Aus einer Idee wird nun ein Projekt. Ein kleines Team plant für dieses Jahr einen Weihnachtsmarkt in der Burger Altstadt. Märchenerzähler, Weihnachtsmusik und Kutschfahrten sollen die Augen von Kinder und Erwachsenen zum Leuchten bringen. Doch es gibt noch viel zu tun.

Burg l Ein erstes Konzept ist geschrieben. Der Weihnachtsmarkt soll an drei Tagen im Dezember stattfinden, immer von 14 bis 23 Uhr. Wir wollen den Markt in ein warmes Licht tauchen, um eine schöne Atmosphäre zu erzeugen", stellt sich Initiator Lars Böhme vor. Täglich soll Weihnachtsmusik gespielt werden, Märchenerzähler und Kinderchor sorgen für ein passendes Rahmenprogramm. Kutschen sollen durch die Altstadt fahren und eine Bühne soll aufgebaut werden. Finanziert werden soll das Ganze mit Hilfe von Sponsoren. Ein Veranstaltungsort wird noch gesucht. Ringsum die Oberkirche oder der Parkplatz an der Ihle wurden als Möglichkeiten genannt. Die Idee dafür sei über Facebook entstanden. "Wir wollten einfach mal was anderes machen. Der Weihnachtsmarkt im vergangenen Jahr war einfach enttäuschend", begründet Böhme.

Bürgermeister Jörg Rehbaum begrüßt das Engagement des kleinen Teams. "Mir hat der Weihnachtsmarkt auch nicht mehr gefallen. Jedes Jahr wurden die Schwierigkeiten größer." Er sei gern bereit, etwas Neues zu probieren. Aber: "Die Stadt muss dann das Gefühl haben, dass es auch machbar ist und funktioniert." Wenn man mit dem jetzigen Veranstalter auf Abstand geht, könne es schwierig sein, wieder in seine Terminkette aufgenommen zu werden. "Die Veranstalter in diesem Bereich sind ausgedünnt. Wenn wir etwas Neues machen, dann muss das dauerhaft sein", macht Rehbaum deutlich. Der Weihnachtsmarkt in einer Kreisstadt lebe von den Akteuren vor Ort, so Veranstaltungs-Fachmann Jens Hitzeroth.

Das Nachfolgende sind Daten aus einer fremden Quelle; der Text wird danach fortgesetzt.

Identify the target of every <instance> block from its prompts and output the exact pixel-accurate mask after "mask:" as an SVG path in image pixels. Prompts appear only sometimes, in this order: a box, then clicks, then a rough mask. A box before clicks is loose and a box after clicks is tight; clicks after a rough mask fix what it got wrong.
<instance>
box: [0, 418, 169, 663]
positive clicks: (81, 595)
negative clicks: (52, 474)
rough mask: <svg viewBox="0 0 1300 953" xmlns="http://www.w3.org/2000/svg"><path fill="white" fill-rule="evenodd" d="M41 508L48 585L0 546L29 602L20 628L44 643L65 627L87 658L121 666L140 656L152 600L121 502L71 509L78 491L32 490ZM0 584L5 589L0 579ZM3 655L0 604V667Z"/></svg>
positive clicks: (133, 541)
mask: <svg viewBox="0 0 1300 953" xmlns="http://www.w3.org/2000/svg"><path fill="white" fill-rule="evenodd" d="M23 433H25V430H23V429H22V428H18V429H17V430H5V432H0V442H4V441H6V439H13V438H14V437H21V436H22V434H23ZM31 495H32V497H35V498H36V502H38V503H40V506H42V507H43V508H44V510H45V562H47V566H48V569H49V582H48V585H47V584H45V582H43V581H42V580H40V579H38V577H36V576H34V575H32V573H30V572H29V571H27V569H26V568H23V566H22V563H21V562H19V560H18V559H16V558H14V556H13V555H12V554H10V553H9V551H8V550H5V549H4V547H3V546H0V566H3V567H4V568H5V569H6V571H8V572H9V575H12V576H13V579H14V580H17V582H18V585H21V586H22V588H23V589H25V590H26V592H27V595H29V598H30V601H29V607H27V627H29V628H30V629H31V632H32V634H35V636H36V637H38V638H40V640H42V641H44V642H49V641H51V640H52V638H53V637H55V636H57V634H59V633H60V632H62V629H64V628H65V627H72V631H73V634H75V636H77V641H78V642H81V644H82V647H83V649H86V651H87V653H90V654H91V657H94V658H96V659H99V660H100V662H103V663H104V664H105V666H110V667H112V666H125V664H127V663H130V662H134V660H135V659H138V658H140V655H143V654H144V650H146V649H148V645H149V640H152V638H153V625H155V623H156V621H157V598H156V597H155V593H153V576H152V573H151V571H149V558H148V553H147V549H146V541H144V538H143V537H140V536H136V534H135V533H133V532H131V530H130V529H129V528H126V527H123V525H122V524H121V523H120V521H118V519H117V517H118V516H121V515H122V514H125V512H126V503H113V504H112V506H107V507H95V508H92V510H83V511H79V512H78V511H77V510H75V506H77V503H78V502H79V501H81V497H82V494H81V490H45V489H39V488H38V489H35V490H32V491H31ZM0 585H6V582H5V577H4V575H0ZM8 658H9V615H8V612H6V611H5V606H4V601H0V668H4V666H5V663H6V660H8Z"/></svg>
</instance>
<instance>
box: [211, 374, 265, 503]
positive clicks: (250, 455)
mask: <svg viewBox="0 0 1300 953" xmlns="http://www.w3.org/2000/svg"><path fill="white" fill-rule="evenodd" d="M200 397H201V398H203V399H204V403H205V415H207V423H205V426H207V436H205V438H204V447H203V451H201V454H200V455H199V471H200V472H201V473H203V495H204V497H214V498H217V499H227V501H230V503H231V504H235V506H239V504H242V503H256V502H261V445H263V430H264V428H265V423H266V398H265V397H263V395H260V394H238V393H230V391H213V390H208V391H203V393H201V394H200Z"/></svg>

Mitinitiatorin Alice Süß würde sich wünschen, den Weihnachtsmarkt im Bereich der Oberkirche und der Pieschelschen Anstalt durchzuführen. "Ideal wäre es, wenn wir dann dort für den Zeitraum die Straße sperren könnten", stellt sie sich vor. Das sei aber eher problematisch. "Das ist eine Hauptader in Burg und ein Halteverbot für Anwohner auszusprechen, sei nicht so einfach", erklärt der Bürgermeister. Darum schlägt er eher den Parkplatz an der Ihle vor. Generell sei es aber empfehlenswert, bestehende Vereine mit ins Boot zu holen. Das Platzproblem sei ein riesiges, betont auch Hitzeroth. "Die Idee aber mit der Kirche zusammenzuarbeiten, ist keine schlechte." Um so ein Projekt zu bewerkstelligen, brauche es viel Manpower, viel Leidenschaft und es müsse viel gearbeitet werden. "Den anderen Weihnachtsmarkt gleich abzulösen, wird nicht sofort funktionieren", gibt Hitzeroth zu bedenken.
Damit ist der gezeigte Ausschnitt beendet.